It was just what he wanted. He immediately began a profuse verbal explanation of why one thing was sometimes better to say than another, why one was truer than another, and so mixed up his una cosa and un' altra cosa as to put me quite hors de combat, and send me into the house with the impression that I ought to be ashamed of myself for having told somebody a lie. It brought to my mind one of my father's favorite quotations: "Some things can be done as well as some other things."
I was shown to my room, which was rough, as all rooms in Asisi are, but large and high. As Sor Filomena said, it had un' aria signorile in spite of the coarse brick floor and the ugly doors and lumpy walls. Some large dauby old paintings gave a color to the dimness, there were a fine old oak secretary black with age, a real bishop's carved stool with a red cushion laid on it, and a long window opening on to a view of the wide plain with its circling mountains and its many cities and paesetti—Perugia shining white from the neighboring hill; Spello and Spoleto standing out in bold profile in the opposite direction; Montefalco lying like a gray pile of rocks on a southern hilltop; the village and church of Santa Maria degli Angeli nestled like a flock of cloves in the plain; and half a dozen others.
I ordered writing-table and chair to be set before the window, and enthroned upon the bishop's tabouret an unabridged Worcester—this being probably his first visit to Asisi—and I was immediately at home.
The servant, Maria, whose maternal grandmother was a countess, was making some last arrangements in the room.
"Come and see what a beautiful new moon there is," I said to her.
She came to the window and looked toward the west. "That isn't the moon: it is a star," she said, fixing her eyes upon Venus.
It was quite characteristic of her class.
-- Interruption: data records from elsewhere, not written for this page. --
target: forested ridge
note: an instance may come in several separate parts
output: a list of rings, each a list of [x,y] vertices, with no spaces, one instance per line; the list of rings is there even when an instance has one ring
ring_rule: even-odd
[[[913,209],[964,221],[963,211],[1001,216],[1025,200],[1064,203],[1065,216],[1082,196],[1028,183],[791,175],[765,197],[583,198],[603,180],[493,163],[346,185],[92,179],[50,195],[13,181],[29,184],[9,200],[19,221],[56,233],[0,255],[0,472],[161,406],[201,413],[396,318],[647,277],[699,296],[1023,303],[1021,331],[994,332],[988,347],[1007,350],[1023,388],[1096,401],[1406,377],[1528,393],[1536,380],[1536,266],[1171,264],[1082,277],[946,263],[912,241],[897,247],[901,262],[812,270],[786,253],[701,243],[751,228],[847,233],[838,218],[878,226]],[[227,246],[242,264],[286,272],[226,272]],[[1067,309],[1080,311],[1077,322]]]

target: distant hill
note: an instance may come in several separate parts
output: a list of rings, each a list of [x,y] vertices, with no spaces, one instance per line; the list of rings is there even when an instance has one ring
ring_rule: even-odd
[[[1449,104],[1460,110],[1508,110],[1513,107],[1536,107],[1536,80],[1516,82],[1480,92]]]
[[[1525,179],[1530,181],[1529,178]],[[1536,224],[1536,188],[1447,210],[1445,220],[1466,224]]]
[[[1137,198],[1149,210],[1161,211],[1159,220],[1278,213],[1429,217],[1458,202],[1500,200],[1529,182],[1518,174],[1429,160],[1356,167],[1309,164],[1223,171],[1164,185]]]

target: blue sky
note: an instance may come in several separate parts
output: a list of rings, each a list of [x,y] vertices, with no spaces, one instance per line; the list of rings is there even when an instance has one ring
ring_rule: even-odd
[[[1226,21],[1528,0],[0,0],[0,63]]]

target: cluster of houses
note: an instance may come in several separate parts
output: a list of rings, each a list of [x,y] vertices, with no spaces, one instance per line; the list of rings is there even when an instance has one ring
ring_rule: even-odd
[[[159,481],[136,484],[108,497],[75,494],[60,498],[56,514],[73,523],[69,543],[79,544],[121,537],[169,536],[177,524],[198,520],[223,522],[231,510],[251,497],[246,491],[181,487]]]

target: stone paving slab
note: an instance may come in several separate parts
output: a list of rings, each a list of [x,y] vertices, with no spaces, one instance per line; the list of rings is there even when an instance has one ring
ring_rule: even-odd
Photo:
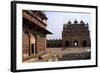
[[[88,53],[89,51],[90,48],[66,48],[63,51],[62,48],[47,48],[45,51],[46,53],[28,59],[24,61],[24,63],[45,62],[45,61],[53,61],[53,60],[56,61],[58,59],[62,60],[63,58],[66,60],[66,59],[71,59],[71,57],[69,56],[74,57],[73,55],[76,55],[75,57],[77,57],[77,55],[81,56],[84,53]]]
They all think forestieri do not know the moon from a star.
I pointed lower down, to where an ecstatic crescent was melting in the sunset gold.
She gazed at it a moment, then said: "It is beautiful: I never noticed it before. I never look at the sky except to see what the weather is to be. It is for you signori to look at beautiful things, not for us poveretti.—Do you see the sky in America?" she asked presently.
I assured her that we do, and that the sun, moon and stars shine in it just as here in Italy.